Evening fell, painting the sky in molten hues. Dinner awaited at a palatial hotel, vast halls of marble, chandeliers scattering gold across ceilings. Mushroom masala and ghee-laden naan arrived, rich scents curling through the air. Conversation with him flowed easily; laughter floated between sips of cappuccino, hands brushed, fingers lingered, quiet intimacies built on presence and shared attention. The emerald locket caught the candlelight, glowing softly, a small secret of beauty, heritage, and devotion to memory.
Later, the theatre drew us into its plush embrace. Velvet seats, dim silver glow from the screen, the hum of the audience softened. I nestled into him, head on his shoulder, inhaling the warmth, soap, sandalwood, faint musk. Fingers twined in chest hair, tracing subtly, heart pulsing quietly. I felt the perfect weight of presence, comfort, intimacy.
And then it came—an electric flutter, faint but unmistakable. A sense that is both gift and inheritance: whenever someone, anywhere, reads what I have written, I feel it. I know it, deeply, viscerally.

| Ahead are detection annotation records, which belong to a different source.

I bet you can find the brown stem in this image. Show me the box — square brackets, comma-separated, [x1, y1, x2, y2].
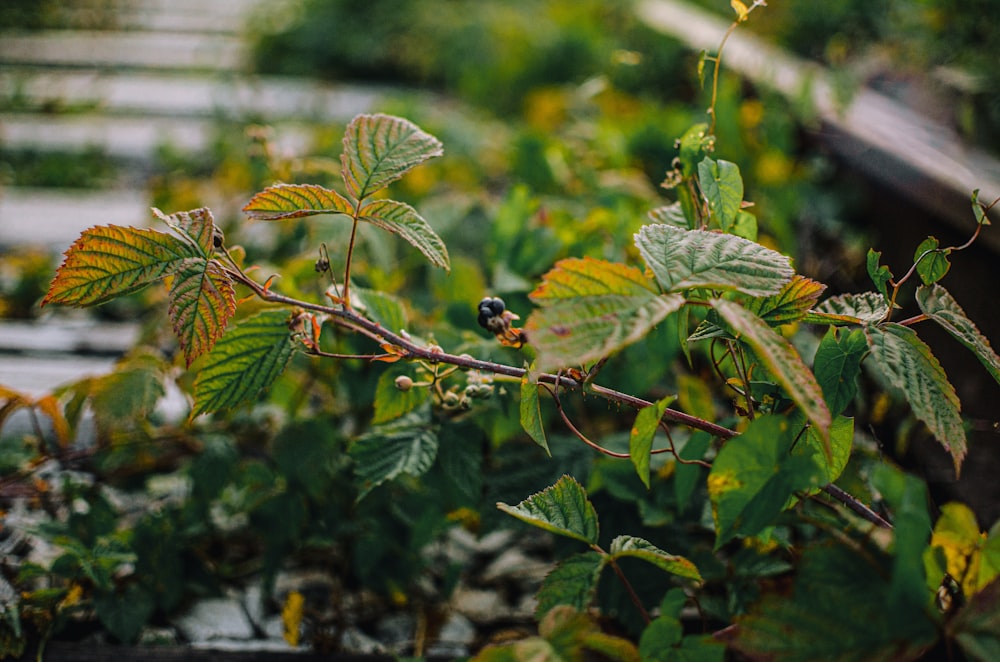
[229, 270, 892, 528]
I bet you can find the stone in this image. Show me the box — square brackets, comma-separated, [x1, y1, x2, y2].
[479, 547, 552, 591]
[375, 612, 417, 655]
[451, 585, 509, 625]
[427, 612, 476, 659]
[174, 598, 254, 644]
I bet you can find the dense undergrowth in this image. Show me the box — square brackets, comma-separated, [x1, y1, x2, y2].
[0, 3, 1000, 660]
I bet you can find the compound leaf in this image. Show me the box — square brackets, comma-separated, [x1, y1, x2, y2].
[359, 200, 450, 270]
[191, 310, 295, 417]
[349, 411, 438, 500]
[524, 258, 684, 370]
[708, 416, 826, 548]
[917, 284, 1000, 390]
[709, 299, 831, 439]
[497, 476, 598, 545]
[813, 326, 868, 415]
[167, 259, 236, 367]
[635, 225, 794, 296]
[628, 395, 677, 489]
[747, 274, 826, 326]
[609, 536, 701, 581]
[340, 114, 444, 200]
[698, 157, 743, 232]
[243, 184, 354, 221]
[535, 551, 608, 619]
[865, 323, 966, 473]
[804, 292, 889, 324]
[42, 225, 203, 306]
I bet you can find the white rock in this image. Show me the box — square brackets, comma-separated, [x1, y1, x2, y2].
[427, 612, 476, 659]
[174, 598, 254, 643]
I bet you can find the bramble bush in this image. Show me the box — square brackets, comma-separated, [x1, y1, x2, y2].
[2, 2, 1000, 660]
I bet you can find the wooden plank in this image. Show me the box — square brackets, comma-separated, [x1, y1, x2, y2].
[0, 30, 249, 71]
[636, 0, 1000, 251]
[0, 66, 388, 122]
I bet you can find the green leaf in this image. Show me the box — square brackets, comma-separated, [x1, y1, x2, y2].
[42, 225, 202, 306]
[535, 551, 608, 619]
[349, 412, 438, 501]
[804, 292, 889, 324]
[360, 200, 450, 270]
[91, 367, 165, 424]
[340, 114, 444, 200]
[243, 184, 355, 221]
[698, 157, 743, 232]
[372, 367, 428, 425]
[351, 284, 409, 333]
[94, 584, 156, 643]
[747, 274, 826, 326]
[709, 299, 831, 439]
[813, 327, 868, 415]
[727, 544, 937, 662]
[678, 124, 715, 177]
[635, 225, 794, 296]
[872, 464, 931, 632]
[609, 536, 701, 581]
[917, 285, 1000, 390]
[674, 434, 712, 513]
[524, 258, 684, 370]
[520, 372, 552, 457]
[167, 258, 236, 367]
[949, 579, 1000, 662]
[867, 248, 892, 301]
[972, 189, 990, 225]
[628, 395, 677, 489]
[924, 502, 1000, 598]
[497, 476, 598, 545]
[153, 207, 217, 258]
[913, 237, 951, 285]
[708, 416, 825, 548]
[792, 416, 854, 485]
[191, 310, 295, 417]
[729, 209, 758, 242]
[865, 323, 966, 474]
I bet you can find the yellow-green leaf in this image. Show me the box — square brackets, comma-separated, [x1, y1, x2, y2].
[729, 0, 750, 22]
[153, 207, 216, 258]
[865, 323, 966, 473]
[497, 476, 598, 545]
[609, 536, 701, 581]
[917, 284, 1000, 390]
[243, 184, 354, 221]
[168, 259, 236, 366]
[524, 258, 684, 370]
[359, 200, 450, 270]
[628, 395, 677, 488]
[709, 299, 831, 441]
[42, 225, 202, 306]
[520, 372, 552, 457]
[340, 114, 444, 200]
[635, 225, 794, 296]
[747, 274, 826, 326]
[191, 310, 295, 416]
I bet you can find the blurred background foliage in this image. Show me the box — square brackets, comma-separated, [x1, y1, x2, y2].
[0, 0, 1000, 652]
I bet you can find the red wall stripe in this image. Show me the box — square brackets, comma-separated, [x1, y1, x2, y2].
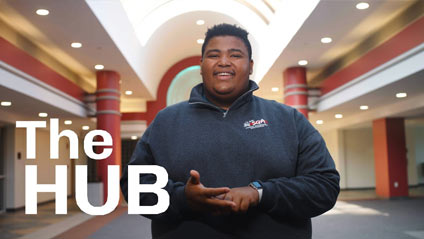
[121, 56, 201, 125]
[321, 17, 424, 95]
[0, 37, 85, 101]
[372, 118, 408, 198]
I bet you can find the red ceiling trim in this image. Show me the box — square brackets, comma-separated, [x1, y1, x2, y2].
[121, 56, 201, 125]
[320, 17, 424, 95]
[0, 37, 85, 101]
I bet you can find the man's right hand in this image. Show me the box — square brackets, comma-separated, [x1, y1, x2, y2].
[185, 170, 235, 214]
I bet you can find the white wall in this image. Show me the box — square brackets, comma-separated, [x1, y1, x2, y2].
[15, 128, 71, 207]
[4, 125, 87, 209]
[407, 126, 424, 184]
[405, 126, 418, 185]
[322, 126, 424, 189]
[321, 130, 346, 189]
[344, 128, 375, 188]
[3, 126, 16, 208]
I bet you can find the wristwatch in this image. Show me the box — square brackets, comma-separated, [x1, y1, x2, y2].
[249, 181, 263, 203]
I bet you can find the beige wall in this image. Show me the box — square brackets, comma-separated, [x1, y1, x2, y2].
[322, 126, 424, 189]
[406, 125, 424, 185]
[344, 128, 375, 188]
[5, 125, 87, 209]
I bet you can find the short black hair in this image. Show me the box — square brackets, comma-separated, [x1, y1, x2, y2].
[202, 23, 252, 59]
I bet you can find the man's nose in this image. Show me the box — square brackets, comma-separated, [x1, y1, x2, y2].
[218, 56, 230, 66]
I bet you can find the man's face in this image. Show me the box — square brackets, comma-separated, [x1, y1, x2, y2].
[200, 36, 253, 103]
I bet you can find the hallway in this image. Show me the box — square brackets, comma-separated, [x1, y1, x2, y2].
[0, 189, 424, 239]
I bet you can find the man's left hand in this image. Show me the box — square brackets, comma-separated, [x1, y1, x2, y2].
[223, 186, 259, 213]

I realized, in a sudden, shivering awareness, that my granddaughter—my own blood—was reading these words. She was tracing my day as I lived it, every ritual, every sip of coffee, every page of books, every brushstroke of makeup, every gentle touch in the theatre.

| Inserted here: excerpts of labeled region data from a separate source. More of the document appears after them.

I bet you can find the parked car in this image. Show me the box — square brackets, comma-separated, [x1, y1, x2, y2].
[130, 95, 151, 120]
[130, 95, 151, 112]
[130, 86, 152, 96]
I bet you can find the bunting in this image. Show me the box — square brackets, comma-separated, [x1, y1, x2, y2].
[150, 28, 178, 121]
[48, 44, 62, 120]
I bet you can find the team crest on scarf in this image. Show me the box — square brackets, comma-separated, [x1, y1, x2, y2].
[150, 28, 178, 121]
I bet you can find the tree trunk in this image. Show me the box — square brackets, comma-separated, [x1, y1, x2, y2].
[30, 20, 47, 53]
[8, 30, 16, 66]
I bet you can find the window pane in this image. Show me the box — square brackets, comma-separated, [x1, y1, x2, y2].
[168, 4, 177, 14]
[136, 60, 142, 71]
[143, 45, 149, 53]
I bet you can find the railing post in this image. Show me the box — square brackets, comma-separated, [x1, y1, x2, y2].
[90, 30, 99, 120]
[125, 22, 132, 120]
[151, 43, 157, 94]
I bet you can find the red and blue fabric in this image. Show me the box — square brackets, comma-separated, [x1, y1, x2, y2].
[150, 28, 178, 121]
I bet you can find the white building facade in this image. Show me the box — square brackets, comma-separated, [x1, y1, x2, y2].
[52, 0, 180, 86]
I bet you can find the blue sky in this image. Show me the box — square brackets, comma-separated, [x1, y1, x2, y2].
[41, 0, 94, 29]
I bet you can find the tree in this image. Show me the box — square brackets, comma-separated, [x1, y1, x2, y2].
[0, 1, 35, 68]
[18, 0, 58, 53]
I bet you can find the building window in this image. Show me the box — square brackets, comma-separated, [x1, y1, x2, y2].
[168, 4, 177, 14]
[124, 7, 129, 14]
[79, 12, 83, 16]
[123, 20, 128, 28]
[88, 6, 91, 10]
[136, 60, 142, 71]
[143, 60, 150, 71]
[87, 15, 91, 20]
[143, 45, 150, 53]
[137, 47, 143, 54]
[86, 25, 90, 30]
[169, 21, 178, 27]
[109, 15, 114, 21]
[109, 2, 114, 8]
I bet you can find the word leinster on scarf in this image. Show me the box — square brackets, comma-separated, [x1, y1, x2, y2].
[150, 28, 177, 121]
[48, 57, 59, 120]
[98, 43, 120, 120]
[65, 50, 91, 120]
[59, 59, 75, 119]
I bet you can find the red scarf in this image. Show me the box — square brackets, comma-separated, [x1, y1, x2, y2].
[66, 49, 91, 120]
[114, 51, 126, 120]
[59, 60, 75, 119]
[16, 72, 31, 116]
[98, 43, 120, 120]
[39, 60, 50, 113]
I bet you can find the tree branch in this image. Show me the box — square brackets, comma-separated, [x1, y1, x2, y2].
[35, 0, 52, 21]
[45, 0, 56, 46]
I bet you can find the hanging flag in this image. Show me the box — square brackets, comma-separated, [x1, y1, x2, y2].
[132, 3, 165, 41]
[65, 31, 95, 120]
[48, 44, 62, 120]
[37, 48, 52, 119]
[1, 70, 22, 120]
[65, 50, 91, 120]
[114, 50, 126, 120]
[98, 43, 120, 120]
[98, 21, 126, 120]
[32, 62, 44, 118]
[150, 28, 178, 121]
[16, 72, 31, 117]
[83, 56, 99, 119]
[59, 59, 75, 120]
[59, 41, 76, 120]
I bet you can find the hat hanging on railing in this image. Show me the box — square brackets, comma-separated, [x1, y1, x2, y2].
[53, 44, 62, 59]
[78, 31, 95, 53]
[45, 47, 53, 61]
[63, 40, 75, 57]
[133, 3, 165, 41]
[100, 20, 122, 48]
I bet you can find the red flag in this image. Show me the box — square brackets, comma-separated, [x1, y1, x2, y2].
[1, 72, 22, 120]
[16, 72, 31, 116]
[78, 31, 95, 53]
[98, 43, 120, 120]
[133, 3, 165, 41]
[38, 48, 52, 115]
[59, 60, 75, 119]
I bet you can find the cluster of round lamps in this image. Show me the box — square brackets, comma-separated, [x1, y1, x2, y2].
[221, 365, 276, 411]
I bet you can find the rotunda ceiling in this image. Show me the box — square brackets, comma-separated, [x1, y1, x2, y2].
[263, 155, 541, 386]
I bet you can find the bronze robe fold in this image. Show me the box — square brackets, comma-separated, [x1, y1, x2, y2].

The paradox hit me—simultaneously alive in the present and stretched across time, I was writing for her. I could feel her eyes moving over the words I had yet to write about this day, about this dinner, about this moment in the theatre. She existed. I existed. And across centuries, the thread of our lives met in this mystical, impossible, and tender moment.
I pressed my hand to my heart, whispered inwardly: I can feel you.
A power divine, ancestral, and intimate hummed through me. It was not magic in the childish sense, but lineage, intuition, and devotion passed through women before me. I understood, then, that my care, my beauty rituals, my indulgences, my self-awareness, and my love—all of it—was a legacy. And she, somewhere, was inheriting it quietly, through observation, through presence, through the intimacy of reading.
The film continued, sound and light weaving around us, but my mind traced her movements across time. I realized I could write anything now, and it would ripple into her life. Could I write something that awakens thought, inspires, begins a gentle rebellion in her soul? Could I craft a private war, not of destruction, but of curiosity, courage, and lineage?
I smiled into the dim glow of the theatre, resting my head fully against him, inhaling his warmth, his breath, his life. And somewhere, far in the future, my granddaughter leaned closer, tracing these lines, living this day alongside me.
I exhaled, full, alive, connected.
The day had unfolded exactly as it should: indulgent, slow, sensual, sacred. And through it all, I realized—my life, my rituals, my love, my presence, were not mine alone. They were threads woven into the tapestry of generations, now reaching forward, impossibly, to meet her.
I closed my eyes, and the theatre hummed softly around me. I was here, fully alive, fully present. And she was here too, reading, feeling, learning, inheriting.
And in that quiet eternity of the moment, I understood the miracle of lineage, indulgence, ritual, love, and writing.